Pierre-Auguste Renoir  - Bal au moulin de la Galette, 1876, Paris, Musée d'Orsay 

 

       - Cela vous plait, Estelle, me lança Auguste ?

     - C’est joli…

     Tom trouva ma réponse un peu fade.

     - Seulement joli… Mais c’est féerique !

     Il se planta devant la peinture. Ses yeux brillaient.

      - Je vous explique Estelle… Sentez la respiration surprenante qui se dégage de la toile : les robes tournent, les jupes s’envolent. Le soleil s'est invité à la fête. Il en est le roi, il met de l'élégance dans les pinceaux d’Auguste emportés dans un frou-frou lumineux d’une gaîté étonnante…

      Il s'arrêta un instant pour argumenter son explication :

      - Regardez votre robe, Estelle : la lumière la traverse. Vous sentez la vibration des roses et des bleux ? Et votre visage…

      Son regard coquin de tout à l’heure avait disparu.

     - Avez-vous remarqué que la piste de danse, uniquement par la grâce de quelques coups de pinceaux, s’est transformée en toison floconneuse ?

     J'étais désemparé. Mes connaissances en matière picturale étaient si pauvres. Tom le compris et se tourna vers son ami.

     - Auguste, lorsque je vois ton travail je me demande si je dois continuer à peindre… Tu es un magicien de la lumière : elle s’accroche partout. Tes danseurs gesticulent dans un monde en apesanteur composé de mousse vaporeuse colorée.

     Auguste sourit devant la verve de son ami. Il posa son tableau contre le tronc d’un acacia et plia son chevalet.

     - A dimanche prochain, Estelle, me dit-il avant de partir. Je reviendrai une dernière fois pour d’éventuelles retouches. Bonne fin de journée. Et ne vous laissez pas entraîner par tous ces garnements. Vous êtes bien jeune… Gardez longtemps cette fraîcheur…
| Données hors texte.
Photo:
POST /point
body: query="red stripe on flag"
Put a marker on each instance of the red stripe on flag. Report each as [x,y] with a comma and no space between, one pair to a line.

     Il souleva son matériel et l'installa sur son dos.

     - Tu viens, Tom, je t’offre un verre !

                                                                                                                                  Alain

 

     Le « Bal du Moulin de la Galette » est considéré comme le premier chef-d’œuvre de l’artiste. Il sera acheté par le peintre impressionniste, ami et mécène, Gustave Caillebotte. Celui-ci fera don à l’Etat de sa collection par testament, à condition que celle-ci entre au Luxembourg et, par la suite, au Louvre.

      En 1896, la toile entrera au musée du Luxembourg et en 1929 au Louvre.